В тот год, когда его провозгласили молодым дарованием, Тёрнер впервые поехал на север Англии. Журнал “Коппер-плейт мэгэзин” заказал ему несколько рисунков Шеффилда и Уэйкфилда, и он воспользовался случаем, чтобы исследовать дикие, мало освоенные человеком ландшафты севера. Хотелось к тому ж побывать на Озерах, уловить отблеск величественного в родных пределах. И не такая уж это случайность, что на будущий год Вордсворт и Кольридж опубликуют свой совместный труд, “Лирические баллады”, общепризнанный провозвестник романтизма – движения, которое сделало очевидным эстетическую заинтересованность в пейзаже возвышенном и возвышающем. Тёрнер испытывал то же радикальное преображение во вкусах и представлениях, которое положило начало поэтическим достижениям английских романтиков, и потому так важно, что рисовал и писал он те самые пейзажи, которые их вдохновляли. Не говоря уж о том, что в результате этой поездки он расширил свой творческий диапазон и укрепил свою репутацию как художника.
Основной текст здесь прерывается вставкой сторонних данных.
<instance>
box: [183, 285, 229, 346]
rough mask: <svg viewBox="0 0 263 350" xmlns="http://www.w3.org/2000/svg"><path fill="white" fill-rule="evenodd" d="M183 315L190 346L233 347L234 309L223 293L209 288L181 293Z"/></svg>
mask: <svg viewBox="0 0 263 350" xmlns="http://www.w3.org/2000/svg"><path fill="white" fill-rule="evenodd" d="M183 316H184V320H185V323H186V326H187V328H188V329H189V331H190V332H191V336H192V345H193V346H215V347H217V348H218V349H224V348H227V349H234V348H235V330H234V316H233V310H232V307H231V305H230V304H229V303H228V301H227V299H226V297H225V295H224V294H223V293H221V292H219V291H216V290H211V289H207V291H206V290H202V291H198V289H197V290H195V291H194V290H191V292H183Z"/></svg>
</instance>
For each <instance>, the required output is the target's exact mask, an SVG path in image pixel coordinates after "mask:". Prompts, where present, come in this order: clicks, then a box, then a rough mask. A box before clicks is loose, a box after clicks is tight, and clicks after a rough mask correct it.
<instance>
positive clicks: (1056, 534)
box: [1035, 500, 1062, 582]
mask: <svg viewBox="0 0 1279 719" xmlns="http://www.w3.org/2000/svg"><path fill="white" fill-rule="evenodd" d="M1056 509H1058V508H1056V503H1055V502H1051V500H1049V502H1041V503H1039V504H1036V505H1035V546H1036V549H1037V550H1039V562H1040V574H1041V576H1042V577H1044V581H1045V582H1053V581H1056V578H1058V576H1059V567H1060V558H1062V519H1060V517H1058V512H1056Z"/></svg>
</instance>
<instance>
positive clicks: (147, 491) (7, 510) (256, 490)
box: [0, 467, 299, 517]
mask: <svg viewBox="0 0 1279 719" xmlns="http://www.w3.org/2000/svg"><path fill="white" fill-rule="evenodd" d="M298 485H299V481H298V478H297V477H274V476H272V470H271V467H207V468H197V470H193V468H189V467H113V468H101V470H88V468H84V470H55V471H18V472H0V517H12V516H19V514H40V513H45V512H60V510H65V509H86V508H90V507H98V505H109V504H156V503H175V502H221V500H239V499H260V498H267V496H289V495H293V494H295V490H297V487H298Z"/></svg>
Это была самая долгая экспедиция из тех, что он доселе предпринимал. Он взял с собой два больших, переплетенных в кожу альбома и приступил к зарисовкам уже в нескольких милях от Дерби. Направившись на восток, он пересек Йоркшир, Дарем и Нортумберленд, а затем две недели провел в Озерном крае. Часами просиживал в церквах, любовно прорисовывая нефы и крипты. Нанимал лодки, чтобы увидеть предмет своего интереса с самой выгодной точки. Был необыкновенно прилежен и тверд в намерениях. В Йоркшире и Дареме посетил почти все древности, часовни и аббатства, деятельно воплощая свою страсть к старым камням в рисунки церковных интерьеров и церковных руин. Любопытно, что много лет спустя Тёрнер снова вернётся к некоторым из тогдашних своих сюжетов, таким, как аббатство Кёркстолл и Норемский замок. К последнему он питал особую нежность. Некий его попутчик вспоминал, как они в экипаже проезжали мимо развалин замка, и Тёрнер, тогда уже пожилой, почтенный художник, встал с места и поклонился развалинам, а потом, видя удивление спутников, пояснил, что, написав в молодости вид Норемского замка, никогда больше не сидел без заказов. В позднейшие свои поездки он часто изображал это место таким, каким видел его во дни своей юности, пренебрегая переменами, случившимися за прошедшие годы. Память его, живая, мощная, насыщала пейзаж и здания той достоверностью, которая переживает века. Последний из видов Норемского замка, написанный им на склоне лет, окутан многоцветным сиянием. Собственно замок, когда-то прорисованный им в деталях, тонко и отчетливо, преобразился в светящееся нечто – так переосмыслило его воображение Тёрнера.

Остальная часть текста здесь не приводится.